Cheapest Mexican 50 Pesos Gold
If you want a lot of gold per coin without paying Eagle or Maple premiums, the Mexican 50 Pesos is on your shortlist. Each piece holds 1.2057 troy ounces of actual gold weight, struck in .900 fine alloy by Casa de Moneda de México. You get more metal in one coin than almost any other mainstream sovereign.
What is the cheapest Mexican 50 Pesos Gold right now?
The lowest-premium Mexican 50 Pesos Gold listing across our tracked dealers appears at the top of the grid above. Premiums are recalculated against live spot every hour.
What is the Mexican 50 Pesos gold coin?
Mexican 50 Pesos. A 1.2057 troy ounce gold coin first struck by Casa de Moneda de México in 1921 to celebrate one hundred years of Mexican independence. That is why collectors call it the Centenario.

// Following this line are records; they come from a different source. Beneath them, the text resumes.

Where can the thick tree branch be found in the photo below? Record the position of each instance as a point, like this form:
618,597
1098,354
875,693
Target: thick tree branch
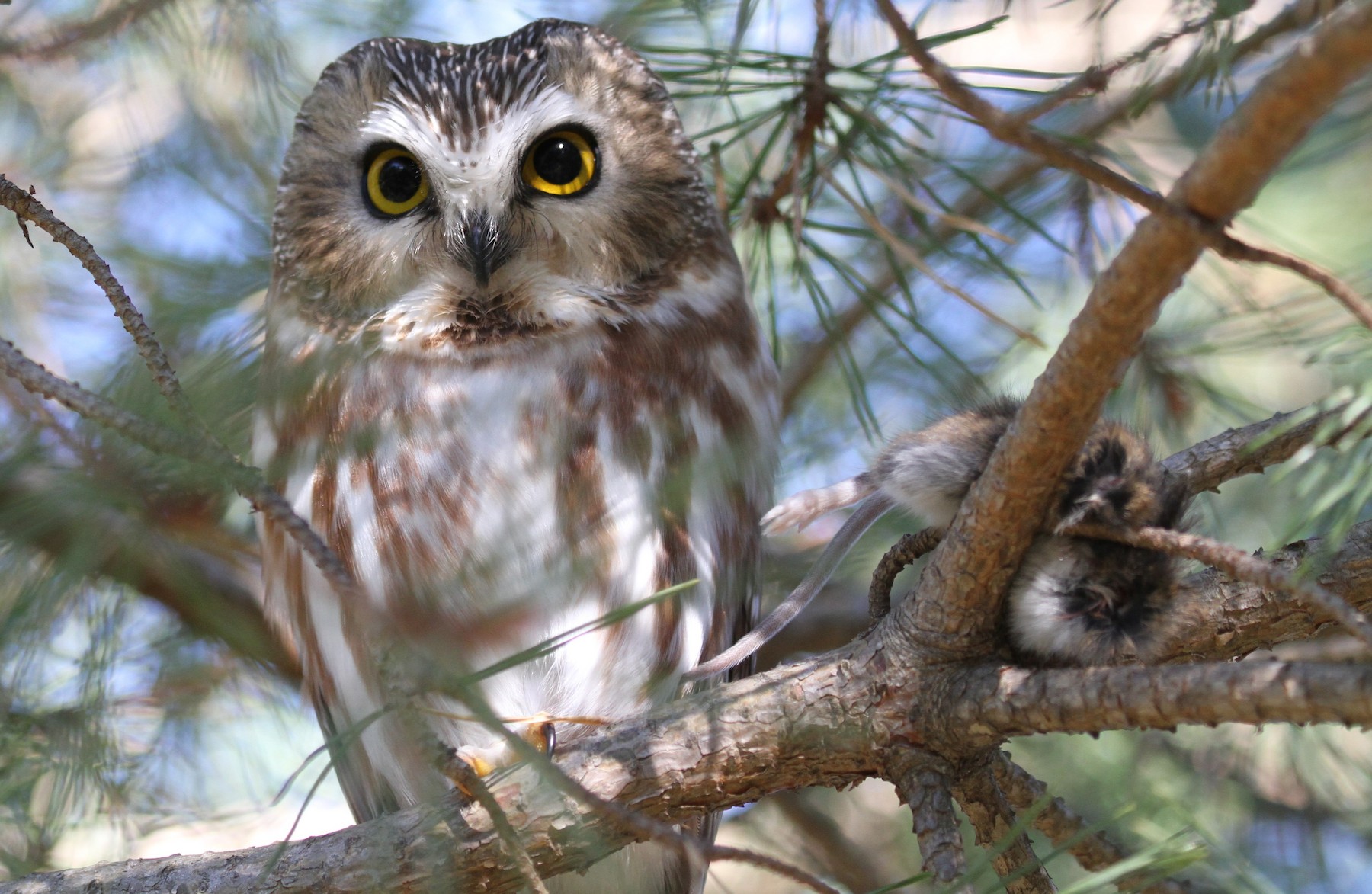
962,587
995,822
819,723
27,207
1241,566
1005,703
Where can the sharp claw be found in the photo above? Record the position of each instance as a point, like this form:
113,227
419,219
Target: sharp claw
541,734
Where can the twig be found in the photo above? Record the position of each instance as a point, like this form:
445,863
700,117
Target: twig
1063,827
1020,701
246,480
1249,450
1236,564
460,772
909,549
925,784
27,206
809,357
994,819
1015,132
59,40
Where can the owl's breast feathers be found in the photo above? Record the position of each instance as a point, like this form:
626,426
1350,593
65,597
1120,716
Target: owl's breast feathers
487,505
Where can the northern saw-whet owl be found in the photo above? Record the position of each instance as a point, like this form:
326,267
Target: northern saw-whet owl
1075,601
514,382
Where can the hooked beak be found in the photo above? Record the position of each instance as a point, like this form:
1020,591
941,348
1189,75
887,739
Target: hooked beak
480,245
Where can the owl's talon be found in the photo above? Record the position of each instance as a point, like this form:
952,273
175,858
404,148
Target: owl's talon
542,735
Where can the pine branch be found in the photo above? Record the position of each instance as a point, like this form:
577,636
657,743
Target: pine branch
69,37
960,593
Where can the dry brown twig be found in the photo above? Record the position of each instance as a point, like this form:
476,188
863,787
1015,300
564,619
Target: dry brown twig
809,357
1097,79
1236,564
68,37
924,782
994,819
27,207
1015,130
1065,828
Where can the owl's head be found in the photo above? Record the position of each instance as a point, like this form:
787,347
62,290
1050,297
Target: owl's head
470,194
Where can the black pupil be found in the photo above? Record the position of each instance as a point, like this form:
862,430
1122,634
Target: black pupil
399,178
557,161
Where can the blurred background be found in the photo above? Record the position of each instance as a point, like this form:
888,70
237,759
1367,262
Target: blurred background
903,265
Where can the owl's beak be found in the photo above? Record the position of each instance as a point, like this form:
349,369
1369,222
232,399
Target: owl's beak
480,245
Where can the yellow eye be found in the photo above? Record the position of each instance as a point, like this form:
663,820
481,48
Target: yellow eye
560,163
396,183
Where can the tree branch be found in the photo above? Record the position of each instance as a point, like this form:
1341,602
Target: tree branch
1238,566
66,37
962,588
994,819
216,593
1228,619
811,357
1015,701
1065,828
1248,450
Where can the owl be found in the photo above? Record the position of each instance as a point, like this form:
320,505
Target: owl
1075,601
514,379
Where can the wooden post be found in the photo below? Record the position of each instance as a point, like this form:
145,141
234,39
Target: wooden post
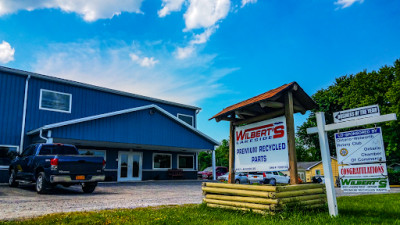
289,111
231,177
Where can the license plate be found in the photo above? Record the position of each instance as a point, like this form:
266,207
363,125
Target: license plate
80,177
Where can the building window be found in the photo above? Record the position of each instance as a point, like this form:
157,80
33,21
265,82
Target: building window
55,101
186,162
7,154
162,161
101,153
186,118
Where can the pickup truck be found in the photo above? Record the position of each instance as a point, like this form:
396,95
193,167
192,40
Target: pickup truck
50,164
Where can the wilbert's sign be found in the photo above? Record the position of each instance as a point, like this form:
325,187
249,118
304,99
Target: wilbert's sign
262,146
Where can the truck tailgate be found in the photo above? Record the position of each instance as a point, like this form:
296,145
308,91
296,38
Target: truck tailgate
79,164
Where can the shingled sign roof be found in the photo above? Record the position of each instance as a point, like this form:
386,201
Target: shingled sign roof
270,101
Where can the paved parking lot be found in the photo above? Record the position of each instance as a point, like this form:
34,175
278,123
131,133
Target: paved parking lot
25,202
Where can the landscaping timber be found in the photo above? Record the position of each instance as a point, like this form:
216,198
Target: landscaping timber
236,208
262,197
243,186
237,192
297,187
241,204
302,198
266,201
297,193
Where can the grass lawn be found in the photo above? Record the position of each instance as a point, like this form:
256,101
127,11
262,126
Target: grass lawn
367,209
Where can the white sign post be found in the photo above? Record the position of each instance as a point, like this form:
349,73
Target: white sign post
364,178
360,146
322,130
326,163
262,146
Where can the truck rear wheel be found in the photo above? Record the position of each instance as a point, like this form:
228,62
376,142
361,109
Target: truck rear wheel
41,183
12,180
88,187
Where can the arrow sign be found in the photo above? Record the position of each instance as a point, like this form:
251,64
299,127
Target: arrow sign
355,114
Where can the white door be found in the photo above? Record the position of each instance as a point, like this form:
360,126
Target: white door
129,166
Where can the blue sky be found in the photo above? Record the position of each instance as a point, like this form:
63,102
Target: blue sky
208,53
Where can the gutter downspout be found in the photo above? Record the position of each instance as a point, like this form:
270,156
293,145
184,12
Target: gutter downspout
41,135
213,163
21,145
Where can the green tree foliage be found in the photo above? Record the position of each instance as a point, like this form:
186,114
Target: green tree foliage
351,91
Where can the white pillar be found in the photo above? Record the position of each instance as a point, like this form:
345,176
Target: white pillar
326,162
213,163
197,161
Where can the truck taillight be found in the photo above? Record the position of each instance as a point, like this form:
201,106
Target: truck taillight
54,164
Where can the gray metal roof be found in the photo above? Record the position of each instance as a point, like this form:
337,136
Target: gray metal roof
89,118
79,84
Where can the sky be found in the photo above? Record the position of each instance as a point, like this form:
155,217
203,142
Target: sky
207,53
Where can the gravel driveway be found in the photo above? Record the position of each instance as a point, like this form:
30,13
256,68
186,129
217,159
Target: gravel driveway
25,202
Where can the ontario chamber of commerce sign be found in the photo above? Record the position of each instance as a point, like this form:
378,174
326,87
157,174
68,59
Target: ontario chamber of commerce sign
364,152
262,146
364,178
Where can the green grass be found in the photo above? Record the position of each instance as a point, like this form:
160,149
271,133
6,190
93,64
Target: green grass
367,209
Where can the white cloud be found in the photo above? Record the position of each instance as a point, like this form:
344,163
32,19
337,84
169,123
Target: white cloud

The coin is .900 fine, so it is alloyed with 10% copper. Total weight is 41.6667 grams, of which 37.5 grams is gold. Diameter is 37 mm. It is bigger and heavier than a 1 oz Eagle, and it carries more gold per coin than almost any other widely traded sovereign.
Mexico continued producing the coin in original form through 1947, then began restriking the 1947-dated coin as bullion in subsequent decades. The restrikes are official mint products, just not new dates. When you buy a 50 Pesos today you are almost always buying a 1947 restrike.
How much does a 50 Pesos cost right now?
The live lowest price across tracked dealers is $5259.28 at Pimbex, with a premium over spot of roughly ~$69.59 (today). Because the coin holds 1.2057 oz of gold, expect the dollar figure to run noticeably higher than a 1 oz Eagle or Maple even when the premium percentage is lower.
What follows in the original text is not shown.